Pasternack performs cardio exercises 6–7 days per week for 45–60 minutes, usually walking outside or hiking, or hopping on the treadmill or elliptical. He mixes in strength training every other day with dumbbells or resistance bands, and he does a daily set of bodyweight exercises, like pushups or crunches.

“I feel like a slug if I skip a day of exercise, but I know it’s good to take an occasional day off,” he says. “The exercise is also good for reducing stress and clearing my mind. And I don’t mind that I needed all new clothes and that I look so much better than I did.”

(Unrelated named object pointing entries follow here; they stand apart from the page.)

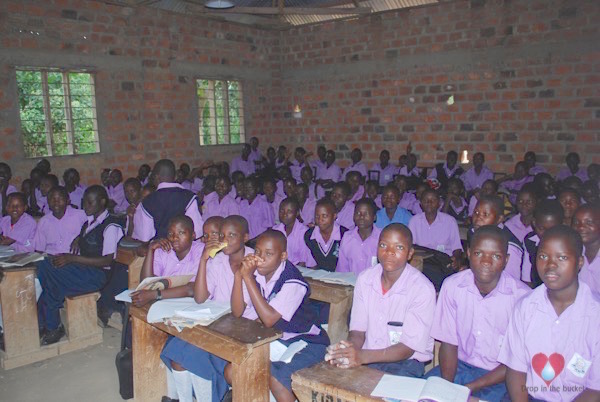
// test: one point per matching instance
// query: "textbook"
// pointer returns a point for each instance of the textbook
(434, 389)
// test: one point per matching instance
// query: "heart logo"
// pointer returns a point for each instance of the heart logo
(548, 368)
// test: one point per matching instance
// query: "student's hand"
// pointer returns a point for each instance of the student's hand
(142, 297)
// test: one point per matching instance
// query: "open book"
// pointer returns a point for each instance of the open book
(434, 389)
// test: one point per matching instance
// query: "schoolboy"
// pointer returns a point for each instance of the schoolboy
(395, 339)
(358, 248)
(471, 316)
(391, 211)
(552, 344)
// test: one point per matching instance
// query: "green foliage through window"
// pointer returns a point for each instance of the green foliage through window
(58, 112)
(221, 112)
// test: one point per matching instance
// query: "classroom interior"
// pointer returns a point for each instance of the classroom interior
(500, 77)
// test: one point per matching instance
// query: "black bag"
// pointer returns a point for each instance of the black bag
(124, 361)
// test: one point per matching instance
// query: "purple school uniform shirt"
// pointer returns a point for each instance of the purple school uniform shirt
(296, 248)
(22, 232)
(476, 324)
(472, 180)
(213, 207)
(259, 215)
(167, 263)
(411, 301)
(357, 254)
(54, 236)
(535, 330)
(442, 235)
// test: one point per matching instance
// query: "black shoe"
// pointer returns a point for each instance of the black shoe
(53, 336)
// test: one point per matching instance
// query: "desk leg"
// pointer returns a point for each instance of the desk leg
(337, 327)
(251, 378)
(149, 380)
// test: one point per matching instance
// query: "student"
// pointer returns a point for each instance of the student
(323, 240)
(256, 210)
(358, 248)
(572, 168)
(391, 211)
(520, 224)
(75, 190)
(356, 165)
(294, 231)
(169, 199)
(586, 222)
(344, 208)
(552, 344)
(72, 274)
(489, 211)
(178, 254)
(17, 228)
(57, 230)
(547, 214)
(471, 316)
(477, 175)
(386, 170)
(396, 339)
(570, 200)
(243, 163)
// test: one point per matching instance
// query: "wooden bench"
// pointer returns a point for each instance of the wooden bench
(243, 342)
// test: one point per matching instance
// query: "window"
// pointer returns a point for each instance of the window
(221, 112)
(58, 112)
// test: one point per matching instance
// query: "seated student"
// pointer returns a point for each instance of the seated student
(72, 274)
(586, 222)
(489, 211)
(75, 190)
(356, 164)
(572, 169)
(547, 214)
(220, 202)
(17, 228)
(520, 224)
(306, 204)
(445, 171)
(5, 187)
(570, 200)
(243, 163)
(358, 248)
(477, 175)
(169, 199)
(323, 240)
(471, 316)
(255, 209)
(396, 339)
(552, 343)
(455, 204)
(386, 170)
(178, 254)
(391, 211)
(293, 230)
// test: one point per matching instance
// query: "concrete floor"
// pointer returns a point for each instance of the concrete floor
(85, 375)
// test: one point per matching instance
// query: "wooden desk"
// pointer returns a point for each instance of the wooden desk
(243, 342)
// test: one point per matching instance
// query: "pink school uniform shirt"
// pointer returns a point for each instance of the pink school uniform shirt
(167, 263)
(225, 207)
(535, 329)
(472, 180)
(54, 236)
(296, 248)
(411, 301)
(476, 324)
(219, 277)
(442, 235)
(22, 232)
(259, 215)
(357, 254)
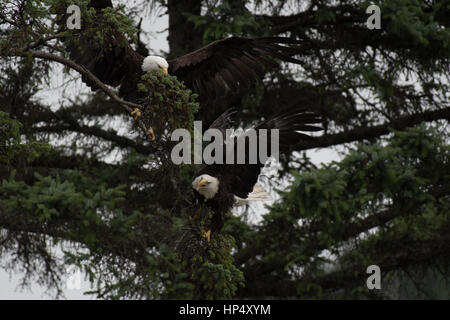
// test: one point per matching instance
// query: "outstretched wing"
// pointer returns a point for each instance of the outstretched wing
(224, 121)
(288, 125)
(232, 64)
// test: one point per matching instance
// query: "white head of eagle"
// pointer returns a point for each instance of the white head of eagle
(206, 185)
(155, 63)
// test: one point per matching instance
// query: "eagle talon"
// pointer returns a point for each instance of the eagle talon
(136, 113)
(207, 235)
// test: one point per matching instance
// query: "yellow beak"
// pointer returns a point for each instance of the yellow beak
(202, 183)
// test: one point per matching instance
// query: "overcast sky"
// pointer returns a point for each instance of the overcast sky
(158, 40)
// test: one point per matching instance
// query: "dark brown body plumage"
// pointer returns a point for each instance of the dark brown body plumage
(222, 67)
(239, 179)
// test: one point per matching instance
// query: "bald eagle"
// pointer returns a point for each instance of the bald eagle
(217, 185)
(220, 68)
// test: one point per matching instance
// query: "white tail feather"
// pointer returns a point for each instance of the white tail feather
(258, 194)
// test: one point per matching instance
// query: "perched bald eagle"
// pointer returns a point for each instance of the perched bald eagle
(220, 68)
(217, 185)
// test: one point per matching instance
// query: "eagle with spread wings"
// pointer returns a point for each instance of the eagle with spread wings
(223, 67)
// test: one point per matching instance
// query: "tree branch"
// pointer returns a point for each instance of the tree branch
(83, 71)
(361, 133)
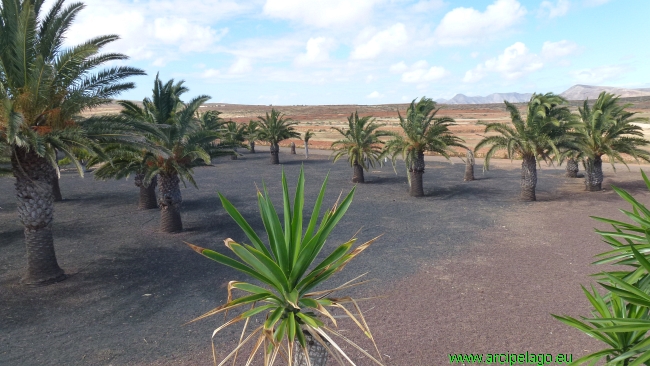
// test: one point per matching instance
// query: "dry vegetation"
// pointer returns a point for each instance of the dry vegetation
(321, 119)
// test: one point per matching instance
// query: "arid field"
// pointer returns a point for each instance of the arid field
(321, 119)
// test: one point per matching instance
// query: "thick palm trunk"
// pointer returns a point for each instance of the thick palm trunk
(572, 168)
(35, 209)
(56, 189)
(469, 166)
(170, 203)
(275, 154)
(416, 171)
(317, 353)
(148, 199)
(594, 174)
(528, 178)
(357, 176)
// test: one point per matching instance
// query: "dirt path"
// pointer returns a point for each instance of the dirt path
(467, 268)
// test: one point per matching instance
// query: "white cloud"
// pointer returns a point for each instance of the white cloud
(419, 72)
(317, 51)
(210, 73)
(599, 74)
(514, 62)
(187, 36)
(241, 66)
(425, 6)
(554, 10)
(320, 13)
(399, 67)
(595, 2)
(148, 28)
(467, 25)
(556, 50)
(387, 40)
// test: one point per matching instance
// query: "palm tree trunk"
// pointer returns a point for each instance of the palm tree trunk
(35, 209)
(469, 166)
(572, 168)
(275, 152)
(416, 171)
(170, 203)
(528, 178)
(594, 174)
(148, 199)
(56, 189)
(357, 176)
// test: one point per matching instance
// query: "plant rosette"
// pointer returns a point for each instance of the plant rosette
(286, 296)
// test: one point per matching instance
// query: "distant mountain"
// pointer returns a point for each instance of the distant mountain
(492, 98)
(582, 92)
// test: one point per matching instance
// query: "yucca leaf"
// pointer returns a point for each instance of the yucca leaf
(262, 264)
(218, 257)
(296, 224)
(243, 224)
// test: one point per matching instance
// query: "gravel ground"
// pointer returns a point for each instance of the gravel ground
(468, 268)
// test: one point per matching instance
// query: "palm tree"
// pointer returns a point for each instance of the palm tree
(423, 131)
(120, 161)
(307, 136)
(44, 89)
(274, 128)
(252, 129)
(184, 143)
(539, 136)
(608, 129)
(361, 144)
(234, 136)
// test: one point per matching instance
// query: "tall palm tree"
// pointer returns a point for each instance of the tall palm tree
(120, 161)
(361, 143)
(274, 128)
(252, 130)
(608, 129)
(539, 136)
(423, 131)
(44, 89)
(306, 137)
(183, 144)
(234, 136)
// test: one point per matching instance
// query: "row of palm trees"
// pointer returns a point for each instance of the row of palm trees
(45, 88)
(548, 132)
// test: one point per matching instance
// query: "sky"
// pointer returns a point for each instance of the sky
(294, 52)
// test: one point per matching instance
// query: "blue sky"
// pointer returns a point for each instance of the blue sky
(286, 52)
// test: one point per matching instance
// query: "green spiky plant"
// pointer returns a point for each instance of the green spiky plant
(621, 316)
(289, 273)
(361, 143)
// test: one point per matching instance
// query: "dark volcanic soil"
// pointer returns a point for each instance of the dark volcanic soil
(468, 268)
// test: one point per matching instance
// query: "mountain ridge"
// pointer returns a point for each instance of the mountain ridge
(576, 92)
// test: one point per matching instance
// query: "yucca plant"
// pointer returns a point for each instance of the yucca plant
(288, 272)
(621, 316)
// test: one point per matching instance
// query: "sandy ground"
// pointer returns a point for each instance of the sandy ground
(468, 268)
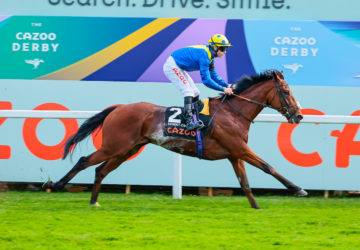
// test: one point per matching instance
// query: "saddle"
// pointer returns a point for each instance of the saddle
(175, 125)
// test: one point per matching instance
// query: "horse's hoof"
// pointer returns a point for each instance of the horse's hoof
(301, 193)
(96, 204)
(48, 184)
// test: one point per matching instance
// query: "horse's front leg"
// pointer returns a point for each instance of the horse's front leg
(250, 157)
(240, 171)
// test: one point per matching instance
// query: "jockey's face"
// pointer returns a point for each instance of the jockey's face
(220, 51)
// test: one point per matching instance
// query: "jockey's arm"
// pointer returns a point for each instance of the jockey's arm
(206, 77)
(208, 82)
(214, 75)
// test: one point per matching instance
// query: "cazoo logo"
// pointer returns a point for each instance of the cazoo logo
(38, 42)
(293, 46)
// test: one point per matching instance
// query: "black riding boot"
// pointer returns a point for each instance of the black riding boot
(190, 125)
(198, 105)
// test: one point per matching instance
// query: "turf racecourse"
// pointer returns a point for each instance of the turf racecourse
(39, 220)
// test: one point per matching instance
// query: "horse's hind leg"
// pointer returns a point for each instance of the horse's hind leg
(253, 159)
(83, 163)
(100, 173)
(239, 168)
(104, 169)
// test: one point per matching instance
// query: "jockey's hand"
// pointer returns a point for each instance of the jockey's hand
(228, 91)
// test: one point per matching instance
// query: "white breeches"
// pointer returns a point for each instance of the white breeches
(180, 78)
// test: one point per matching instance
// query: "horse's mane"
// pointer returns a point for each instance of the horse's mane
(248, 81)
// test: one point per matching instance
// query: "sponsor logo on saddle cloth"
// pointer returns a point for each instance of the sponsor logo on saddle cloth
(175, 125)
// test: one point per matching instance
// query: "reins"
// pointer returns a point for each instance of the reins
(278, 90)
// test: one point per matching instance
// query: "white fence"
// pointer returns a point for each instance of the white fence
(177, 181)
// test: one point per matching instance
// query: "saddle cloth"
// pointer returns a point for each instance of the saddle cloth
(175, 125)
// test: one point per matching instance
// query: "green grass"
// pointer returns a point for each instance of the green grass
(39, 220)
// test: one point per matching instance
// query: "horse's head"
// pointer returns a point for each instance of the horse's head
(283, 100)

Between February 2019 and the summer of 2020, Pasternack lost 65 pounds. Since then, he’s worked to maintain his weight, and his body is a lot happier now at 174 pounds. He never needed to start the diabetes or cholesterol drugs, he has less reflux and no longer takes acid reducers. He sleeps better, his feet stopped hurting, and he says he has so much more energy than before.

“Tracking and exercise are part of my life every day,” he says. “I haven’t missed a day since I started, even on days I didn’t feel like tracking, or ate poorly and went over my daily calories. It has kept me accountable to myself.”